[
https://issues.apache.org/jira/browse/MAPREDUCE-207?page=com.atlassian.jira.plugin.system.issuetabpanels:comment-tabpanel&focusedCommentId=13447584#comment-13447584
]
Johannes Zillmann commented on MAPREDUCE-207:
---------------------------------------------
Currently in our hadoop applications we calculate the splits before we submit
it to the client (then the client simply looks up the existing splits).

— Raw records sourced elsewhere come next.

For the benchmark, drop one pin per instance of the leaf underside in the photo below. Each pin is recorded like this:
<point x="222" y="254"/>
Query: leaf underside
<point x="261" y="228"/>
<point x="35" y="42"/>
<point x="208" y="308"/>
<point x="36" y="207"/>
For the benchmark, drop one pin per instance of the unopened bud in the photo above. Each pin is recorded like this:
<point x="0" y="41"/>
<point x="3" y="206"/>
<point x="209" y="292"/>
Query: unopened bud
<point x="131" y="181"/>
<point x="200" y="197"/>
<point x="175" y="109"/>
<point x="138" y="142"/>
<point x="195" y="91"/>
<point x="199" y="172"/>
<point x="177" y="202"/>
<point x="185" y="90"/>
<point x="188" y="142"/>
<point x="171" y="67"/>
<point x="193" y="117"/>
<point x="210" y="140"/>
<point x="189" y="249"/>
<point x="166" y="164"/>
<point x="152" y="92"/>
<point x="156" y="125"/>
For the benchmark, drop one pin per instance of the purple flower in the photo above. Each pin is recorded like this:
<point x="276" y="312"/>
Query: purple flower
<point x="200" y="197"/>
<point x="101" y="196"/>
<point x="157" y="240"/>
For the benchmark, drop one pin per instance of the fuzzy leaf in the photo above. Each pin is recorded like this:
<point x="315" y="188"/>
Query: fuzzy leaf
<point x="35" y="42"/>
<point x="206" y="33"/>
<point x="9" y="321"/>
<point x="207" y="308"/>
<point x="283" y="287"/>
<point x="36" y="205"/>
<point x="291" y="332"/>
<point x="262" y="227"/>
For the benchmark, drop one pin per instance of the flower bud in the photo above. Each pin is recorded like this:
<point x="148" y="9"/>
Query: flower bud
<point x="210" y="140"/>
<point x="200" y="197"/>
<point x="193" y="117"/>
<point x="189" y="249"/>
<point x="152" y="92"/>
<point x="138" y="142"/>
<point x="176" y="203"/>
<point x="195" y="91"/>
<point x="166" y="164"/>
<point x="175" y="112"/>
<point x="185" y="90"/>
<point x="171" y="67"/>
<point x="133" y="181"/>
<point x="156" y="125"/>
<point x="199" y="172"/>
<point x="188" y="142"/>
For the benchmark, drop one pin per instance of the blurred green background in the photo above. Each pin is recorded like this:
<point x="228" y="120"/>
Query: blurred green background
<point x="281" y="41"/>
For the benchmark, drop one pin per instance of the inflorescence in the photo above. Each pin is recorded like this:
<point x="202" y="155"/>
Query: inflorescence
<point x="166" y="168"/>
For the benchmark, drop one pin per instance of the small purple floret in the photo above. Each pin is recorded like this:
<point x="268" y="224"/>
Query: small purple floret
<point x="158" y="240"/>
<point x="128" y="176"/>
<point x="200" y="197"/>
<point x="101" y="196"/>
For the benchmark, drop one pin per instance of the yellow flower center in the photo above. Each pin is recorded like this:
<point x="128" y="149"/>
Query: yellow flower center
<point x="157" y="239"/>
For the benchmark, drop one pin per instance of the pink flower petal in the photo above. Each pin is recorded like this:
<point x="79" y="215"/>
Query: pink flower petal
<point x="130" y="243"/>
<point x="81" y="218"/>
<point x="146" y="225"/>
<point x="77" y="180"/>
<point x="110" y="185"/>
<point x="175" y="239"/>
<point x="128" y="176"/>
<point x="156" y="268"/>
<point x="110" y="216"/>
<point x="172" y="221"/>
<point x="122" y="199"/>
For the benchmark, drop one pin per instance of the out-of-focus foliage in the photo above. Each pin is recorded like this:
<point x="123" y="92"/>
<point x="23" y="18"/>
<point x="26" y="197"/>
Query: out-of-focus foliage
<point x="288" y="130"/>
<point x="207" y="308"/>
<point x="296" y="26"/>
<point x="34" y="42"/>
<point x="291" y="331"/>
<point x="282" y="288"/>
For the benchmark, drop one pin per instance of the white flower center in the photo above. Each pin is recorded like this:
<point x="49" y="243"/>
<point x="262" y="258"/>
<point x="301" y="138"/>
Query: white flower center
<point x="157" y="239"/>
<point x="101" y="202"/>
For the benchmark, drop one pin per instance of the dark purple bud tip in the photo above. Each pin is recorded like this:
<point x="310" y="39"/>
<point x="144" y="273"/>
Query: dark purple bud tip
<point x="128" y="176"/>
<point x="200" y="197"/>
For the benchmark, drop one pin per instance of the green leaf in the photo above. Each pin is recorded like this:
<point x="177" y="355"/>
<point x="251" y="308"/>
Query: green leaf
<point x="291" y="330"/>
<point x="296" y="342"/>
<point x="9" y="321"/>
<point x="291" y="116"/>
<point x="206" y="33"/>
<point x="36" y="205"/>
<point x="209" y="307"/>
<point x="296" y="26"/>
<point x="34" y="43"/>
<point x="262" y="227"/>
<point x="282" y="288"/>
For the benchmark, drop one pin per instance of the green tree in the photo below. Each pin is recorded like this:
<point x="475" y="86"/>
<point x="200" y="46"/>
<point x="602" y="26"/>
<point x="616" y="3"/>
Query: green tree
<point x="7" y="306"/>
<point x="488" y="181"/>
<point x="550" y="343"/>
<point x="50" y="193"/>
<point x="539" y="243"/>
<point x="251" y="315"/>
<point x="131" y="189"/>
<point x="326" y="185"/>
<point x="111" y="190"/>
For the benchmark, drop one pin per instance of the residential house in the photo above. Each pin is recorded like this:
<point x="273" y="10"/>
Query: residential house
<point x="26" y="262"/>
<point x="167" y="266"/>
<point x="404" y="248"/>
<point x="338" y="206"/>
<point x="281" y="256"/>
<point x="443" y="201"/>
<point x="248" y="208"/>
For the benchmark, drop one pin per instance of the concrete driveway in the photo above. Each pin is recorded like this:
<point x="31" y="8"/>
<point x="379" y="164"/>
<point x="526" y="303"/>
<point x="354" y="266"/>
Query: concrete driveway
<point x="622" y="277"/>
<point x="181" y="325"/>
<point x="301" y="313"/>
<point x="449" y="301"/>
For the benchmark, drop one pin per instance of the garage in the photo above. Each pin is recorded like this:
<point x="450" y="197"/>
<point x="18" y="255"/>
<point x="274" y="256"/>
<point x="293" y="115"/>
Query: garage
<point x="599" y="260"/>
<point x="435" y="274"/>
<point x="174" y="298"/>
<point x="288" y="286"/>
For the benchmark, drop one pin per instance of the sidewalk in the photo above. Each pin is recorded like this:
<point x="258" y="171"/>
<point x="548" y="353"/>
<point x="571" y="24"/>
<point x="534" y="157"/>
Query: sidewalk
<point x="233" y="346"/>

We do
that mainly to influence the reducer count base on the number of
splits/map-tasks.
In case hadoop does the splitting on the cluster (which makes sense), it would
be nice to have a hook to influence configuration!
Sometimes it also makes sense for us to decide on the map-reduce assembly after
we know the splits (different join strategies for different data
constellations).
Just dumping some ideas here...
> Computing Input Splits on the MR Cluster
> ----------------------------------------
>
> Key: MAPREDUCE-207
> URL: https://issues.apache.org/jira/browse/MAPREDUCE-207
> Project: Hadoop Map/Reduce
> Issue Type: New Feature
> Components: applicationmaster, mrv2
> Reporter: Philip Zeyliger
> Assignee: Arun C Murthy
> Attachments: MAPREDUCE-207.patch
>
>
> Instead of computing the input splits as part of job submission, Hadoop could
> have a separate "job task type" that computes the input splits, therefore
> allowing that computation to happen on the cluster.
--
This message is automatically generated by JIRA.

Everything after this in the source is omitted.